Nahostkonflikt - Israel
Die Angriffe des Irans auf Israel gehen weter. Foto: Leo Correa/DPA
Die Angriffe des Irans auf Israel gehen weter.
Foto: Leo Correa/DPA

Die Raketen fliegen wieder im Nahen Osten. Und ein schnelles Ende des Konflikts ist nicht abzusehen. Dass Israel es ernst meint mit seinen Angriffen auf die Atomanlagen des Iran, daran lässt es keinen Zweifel. Die Bombardements sind hart, das Kernwaffenprogramm der Mullahs ist schon jetzt schwer getroffen. Doch der Regierung von Benjamin Netanjahu geht es um mehr. Die Operation »Rising Lion« will nicht nur die Forschungsstätten des Iran zerstören, sondern nimmt das Regime in Teheran direkt ins Visier, der Löwe brüllt nicht nur, er hat die Jagd eröffnet.

Öffentlich benennen muss Israel dieses Vorhaben nicht – sein Vorgehen spricht eine klare Sprache. Hochrangige Vertreter des iranischen Apparats wurden ausgeschaltet, weitere dürften auf der Abschussliste stehen. Netanjahu nutzt die Gunst der Stunde, die ihm das iranische Regime durch sein atomares Spiel mit dem Feuer selbst eröffnet hat: Nicht weniger als ein Ende der Mullah-Regierung ist das Ziel. Und tatsächlich müssen Ali Khamenei und seine Handlanger ihr Ende so sehr fürchten wie kaum jemals zuvor. Ihr Apparat steckt in einer historischen Krise. Doch für einen Abgesang ist es wohl noch zu früh.

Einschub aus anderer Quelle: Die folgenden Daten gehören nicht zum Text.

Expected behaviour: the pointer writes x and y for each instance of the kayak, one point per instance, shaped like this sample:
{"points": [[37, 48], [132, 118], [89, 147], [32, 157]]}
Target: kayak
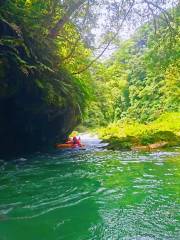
{"points": [[69, 145]]}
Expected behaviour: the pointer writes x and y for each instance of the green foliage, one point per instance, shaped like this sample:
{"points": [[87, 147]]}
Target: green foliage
{"points": [[124, 135], [40, 59], [141, 81]]}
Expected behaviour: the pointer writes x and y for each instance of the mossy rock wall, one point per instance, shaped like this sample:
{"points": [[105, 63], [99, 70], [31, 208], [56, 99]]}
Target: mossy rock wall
{"points": [[34, 114]]}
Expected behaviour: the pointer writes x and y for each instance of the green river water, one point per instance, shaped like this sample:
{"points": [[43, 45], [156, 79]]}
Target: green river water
{"points": [[93, 194]]}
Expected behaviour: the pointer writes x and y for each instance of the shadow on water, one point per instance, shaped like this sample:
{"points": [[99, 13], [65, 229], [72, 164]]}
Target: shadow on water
{"points": [[90, 194]]}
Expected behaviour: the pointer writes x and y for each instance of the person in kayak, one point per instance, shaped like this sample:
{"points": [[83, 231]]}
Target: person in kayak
{"points": [[76, 141]]}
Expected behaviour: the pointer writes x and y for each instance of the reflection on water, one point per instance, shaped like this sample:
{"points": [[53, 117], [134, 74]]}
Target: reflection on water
{"points": [[93, 194]]}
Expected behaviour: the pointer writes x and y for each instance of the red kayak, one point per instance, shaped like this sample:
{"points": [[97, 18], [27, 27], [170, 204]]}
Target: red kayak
{"points": [[69, 145]]}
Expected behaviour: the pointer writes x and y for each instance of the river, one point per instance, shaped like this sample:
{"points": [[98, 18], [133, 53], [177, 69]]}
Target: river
{"points": [[91, 194]]}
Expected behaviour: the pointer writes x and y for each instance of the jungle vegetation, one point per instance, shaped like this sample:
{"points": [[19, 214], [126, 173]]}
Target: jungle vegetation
{"points": [[53, 75]]}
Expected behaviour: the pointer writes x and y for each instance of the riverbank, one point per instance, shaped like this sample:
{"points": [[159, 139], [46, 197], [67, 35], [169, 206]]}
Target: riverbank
{"points": [[162, 133]]}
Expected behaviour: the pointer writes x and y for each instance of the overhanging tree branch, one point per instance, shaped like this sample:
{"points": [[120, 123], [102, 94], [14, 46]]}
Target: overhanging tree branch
{"points": [[60, 24], [111, 40]]}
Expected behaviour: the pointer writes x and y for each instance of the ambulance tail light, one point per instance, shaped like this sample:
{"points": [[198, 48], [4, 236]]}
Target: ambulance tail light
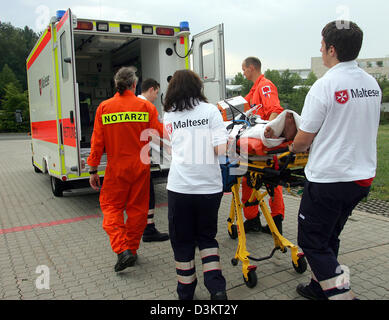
{"points": [[126, 28], [165, 31], [147, 29], [102, 26], [84, 25]]}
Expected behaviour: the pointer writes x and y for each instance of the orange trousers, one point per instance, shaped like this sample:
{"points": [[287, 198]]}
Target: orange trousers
{"points": [[125, 192], [277, 205]]}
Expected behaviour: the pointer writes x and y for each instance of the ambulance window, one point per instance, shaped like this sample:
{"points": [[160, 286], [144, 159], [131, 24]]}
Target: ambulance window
{"points": [[64, 54], [208, 60]]}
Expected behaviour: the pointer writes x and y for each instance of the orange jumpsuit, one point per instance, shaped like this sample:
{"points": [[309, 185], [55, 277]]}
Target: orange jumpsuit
{"points": [[263, 93], [119, 123]]}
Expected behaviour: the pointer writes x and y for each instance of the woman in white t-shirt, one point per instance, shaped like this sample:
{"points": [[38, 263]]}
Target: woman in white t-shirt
{"points": [[198, 135]]}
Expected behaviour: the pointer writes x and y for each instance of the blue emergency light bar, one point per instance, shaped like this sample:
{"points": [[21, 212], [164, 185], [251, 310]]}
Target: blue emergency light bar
{"points": [[59, 14], [184, 26]]}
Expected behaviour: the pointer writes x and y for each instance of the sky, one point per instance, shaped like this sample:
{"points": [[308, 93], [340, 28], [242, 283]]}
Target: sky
{"points": [[283, 34]]}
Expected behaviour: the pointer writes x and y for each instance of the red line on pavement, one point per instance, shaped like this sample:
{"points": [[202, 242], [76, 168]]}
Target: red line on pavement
{"points": [[58, 222], [48, 224], [161, 205]]}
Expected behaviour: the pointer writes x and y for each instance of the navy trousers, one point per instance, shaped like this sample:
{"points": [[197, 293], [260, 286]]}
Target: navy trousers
{"points": [[323, 213], [193, 223]]}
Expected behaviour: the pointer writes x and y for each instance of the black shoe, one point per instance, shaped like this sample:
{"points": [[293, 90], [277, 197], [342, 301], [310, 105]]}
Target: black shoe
{"points": [[277, 221], [151, 234], [125, 259], [306, 292], [252, 225], [221, 295]]}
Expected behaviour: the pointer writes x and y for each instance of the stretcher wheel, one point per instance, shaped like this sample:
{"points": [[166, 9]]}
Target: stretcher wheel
{"points": [[57, 186], [234, 232], [36, 169], [252, 279], [301, 265]]}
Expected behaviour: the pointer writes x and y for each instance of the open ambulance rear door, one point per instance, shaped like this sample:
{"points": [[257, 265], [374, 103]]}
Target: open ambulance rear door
{"points": [[67, 92], [209, 62]]}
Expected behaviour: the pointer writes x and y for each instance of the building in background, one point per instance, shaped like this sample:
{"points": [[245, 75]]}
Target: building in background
{"points": [[303, 73], [377, 67]]}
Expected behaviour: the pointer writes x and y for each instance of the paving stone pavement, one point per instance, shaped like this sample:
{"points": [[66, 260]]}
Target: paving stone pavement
{"points": [[64, 236]]}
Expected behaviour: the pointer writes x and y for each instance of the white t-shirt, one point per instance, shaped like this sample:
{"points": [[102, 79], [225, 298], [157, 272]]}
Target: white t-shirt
{"points": [[193, 134], [343, 108]]}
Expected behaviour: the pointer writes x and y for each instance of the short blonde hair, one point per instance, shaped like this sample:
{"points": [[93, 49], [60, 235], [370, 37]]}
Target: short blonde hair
{"points": [[125, 79]]}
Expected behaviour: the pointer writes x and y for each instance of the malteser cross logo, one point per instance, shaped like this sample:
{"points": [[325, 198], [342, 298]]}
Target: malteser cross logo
{"points": [[169, 128], [342, 96]]}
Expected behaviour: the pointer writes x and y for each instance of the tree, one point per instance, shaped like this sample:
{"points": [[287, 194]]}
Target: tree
{"points": [[274, 76], [240, 79], [15, 46], [385, 95], [288, 81], [6, 77], [14, 100], [311, 79]]}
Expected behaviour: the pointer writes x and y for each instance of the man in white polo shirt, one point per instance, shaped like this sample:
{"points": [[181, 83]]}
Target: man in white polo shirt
{"points": [[150, 89], [340, 121]]}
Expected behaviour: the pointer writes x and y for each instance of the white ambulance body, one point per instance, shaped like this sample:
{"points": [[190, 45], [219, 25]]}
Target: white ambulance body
{"points": [[70, 72]]}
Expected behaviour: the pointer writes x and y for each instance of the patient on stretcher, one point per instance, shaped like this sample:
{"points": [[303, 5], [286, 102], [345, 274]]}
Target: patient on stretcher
{"points": [[262, 136], [289, 132]]}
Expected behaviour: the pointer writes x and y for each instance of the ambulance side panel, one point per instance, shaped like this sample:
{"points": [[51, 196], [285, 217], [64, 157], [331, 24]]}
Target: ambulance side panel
{"points": [[209, 62], [68, 93], [43, 112]]}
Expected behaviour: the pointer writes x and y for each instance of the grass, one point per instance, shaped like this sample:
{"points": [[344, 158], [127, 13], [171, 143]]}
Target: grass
{"points": [[380, 187]]}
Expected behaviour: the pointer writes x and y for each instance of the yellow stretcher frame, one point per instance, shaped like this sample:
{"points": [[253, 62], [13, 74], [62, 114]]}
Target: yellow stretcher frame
{"points": [[256, 170]]}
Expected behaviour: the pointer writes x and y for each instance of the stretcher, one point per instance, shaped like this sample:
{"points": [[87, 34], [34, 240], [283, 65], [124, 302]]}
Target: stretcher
{"points": [[265, 169]]}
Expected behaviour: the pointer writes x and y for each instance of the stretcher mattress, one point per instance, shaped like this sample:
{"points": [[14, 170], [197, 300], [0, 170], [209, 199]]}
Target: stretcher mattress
{"points": [[251, 139]]}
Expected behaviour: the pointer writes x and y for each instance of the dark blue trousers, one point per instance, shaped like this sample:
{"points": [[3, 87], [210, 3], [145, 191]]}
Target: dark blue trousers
{"points": [[323, 213], [193, 223]]}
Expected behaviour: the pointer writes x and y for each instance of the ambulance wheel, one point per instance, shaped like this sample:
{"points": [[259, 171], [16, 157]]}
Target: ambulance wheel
{"points": [[36, 169], [57, 186], [301, 265], [234, 232], [252, 279]]}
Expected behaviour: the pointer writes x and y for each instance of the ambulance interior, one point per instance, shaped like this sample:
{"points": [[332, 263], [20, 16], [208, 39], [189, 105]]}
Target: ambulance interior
{"points": [[98, 57]]}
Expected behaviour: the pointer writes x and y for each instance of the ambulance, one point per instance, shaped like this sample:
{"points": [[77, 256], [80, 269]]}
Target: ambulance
{"points": [[70, 72]]}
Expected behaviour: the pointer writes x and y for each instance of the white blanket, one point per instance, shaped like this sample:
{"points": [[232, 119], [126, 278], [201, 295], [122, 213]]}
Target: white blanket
{"points": [[257, 131]]}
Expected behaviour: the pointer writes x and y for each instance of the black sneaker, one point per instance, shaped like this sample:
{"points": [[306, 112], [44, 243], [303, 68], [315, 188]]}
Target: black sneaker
{"points": [[151, 234], [221, 295], [307, 292], [125, 259], [278, 222], [252, 225]]}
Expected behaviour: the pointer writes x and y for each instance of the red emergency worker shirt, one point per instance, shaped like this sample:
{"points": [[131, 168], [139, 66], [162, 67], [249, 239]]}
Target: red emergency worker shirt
{"points": [[119, 123], [264, 93]]}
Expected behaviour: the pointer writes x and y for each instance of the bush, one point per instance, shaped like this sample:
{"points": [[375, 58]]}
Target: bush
{"points": [[14, 100], [384, 118]]}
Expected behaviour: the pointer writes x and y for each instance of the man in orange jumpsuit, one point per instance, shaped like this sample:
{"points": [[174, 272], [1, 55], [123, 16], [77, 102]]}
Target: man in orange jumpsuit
{"points": [[119, 123], [264, 96]]}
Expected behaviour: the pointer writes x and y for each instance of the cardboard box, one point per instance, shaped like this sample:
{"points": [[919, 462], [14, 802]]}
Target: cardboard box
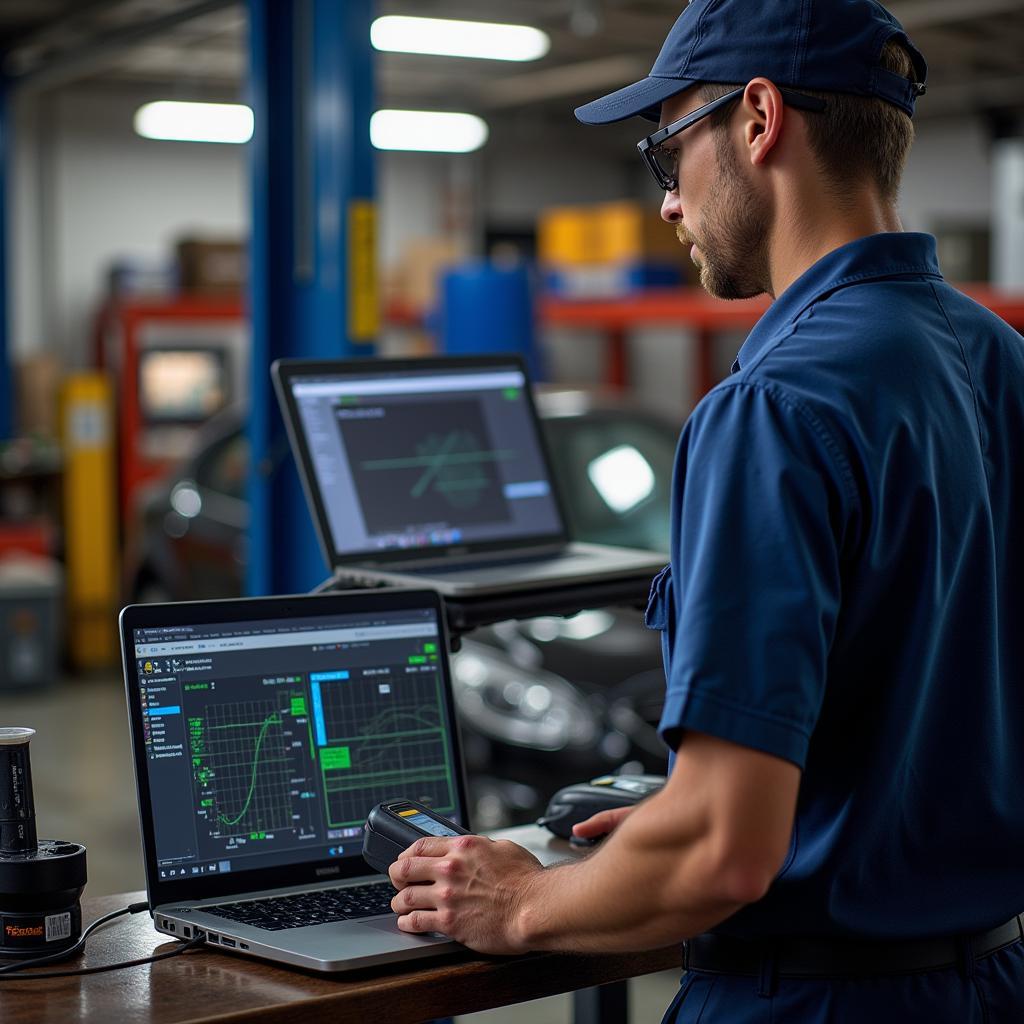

Keine starke Opposition im Iran

Um zu sehen, wie schnell scheinbar unzerstörbare Systeme eben doch zerstört werden können, sollte den Herrschern aus Teheran ein Blick nach Syrien genügen. Allerdings gibt es einen entscheidenden Unterschied: In Syrien waren gewannen oppositionelle Kräfte die Oberhand – im Fall des Iran hat das Ausland den Finger am Abzug. Eine schlagkräftige politische Gegenbewegung gibt es nicht. Zwar lehnen sich die Iranerinnen und Iraner immer wieder gegen ihre Unterdrücker auf, doch es fehlt an einer politischen Figur, hinter der sie sich versammeln können. Stattdessen dienen die Revolutionsgarden und die Armee als wichtige Stützpfeiler, die die Mullahs schon mehr als einmal vor dem Untergang bewahrt haben.

Und Amerika? Selbst wenn Washington Israels Luftschläge unterstützt, ist es fraglich, ob Präsident Trump wirklich an einem Regimewechsel gelegen ist. Der Nahe Osten ist für ihn Schauplatz großer Geschäfte, Chaos – und das folgt nicht selten auf einen erzwungenen Umbruch – ist dem eher abträglich. Seine Bereitschaft, Amerika in einen neuen Krieg mit ungewissem Ausgang zu schicken, dürfte zudem überschaubar sein. Dass Trump Israel ausdrücklich gewarnt haben soll, Ajatollah Khamenei zu eliminieren, spricht jedenfalls dafür, dass es im Weißen Haus rote Linien gibt.

Neue Machtverhältnisse

Verschoben haben sich die Strukturen in der Region aber dennoch. Das macht die Lage so unvorhersehbar. Der Iran hat an Autorität verloren. Wie leicht es für Israel ist, die dortige Luftabwehr zu überwinden, ist für das Regime blamabel. Weggefallen sind zudem jene Handlanger, die sich im Ernstfall noch immer die Finger schmutzig gemacht haben: Sowohl die Hisbollah als auch die Huthi, beide wichtige Verbündete von Teheran, wurden von der israelischen Armee in den letzten Monaten empfindlich geschwächt. Von der »Achse des Widerstands«, die sich die Auslöschung Israels auf die Fahnen geschrieben hatte, ist nicht mehr übriggeblieben als ein gerupfter Haufen von Maulhelden.

Die Frage ist, was aus dieser brisanten Gemengelage erwächst. Wird die iranische Regierung unter dem Druck der Israelis einlenken und Zugeständnisse im Atomprogramm machen? Oder muss das Regime nun erst recht seine Handlungsfähigkeit demonstrieren und zurückschlagen? Oder wird die Mullah-Regierung stabilisiert, weil der Angriff von außen die Menschen im Innern zusammenschweißt? Sicher ist im Nahen Osten leider nur eins: Alles ist möglich. Und Gründe für Euphorie sind ein rares Gut.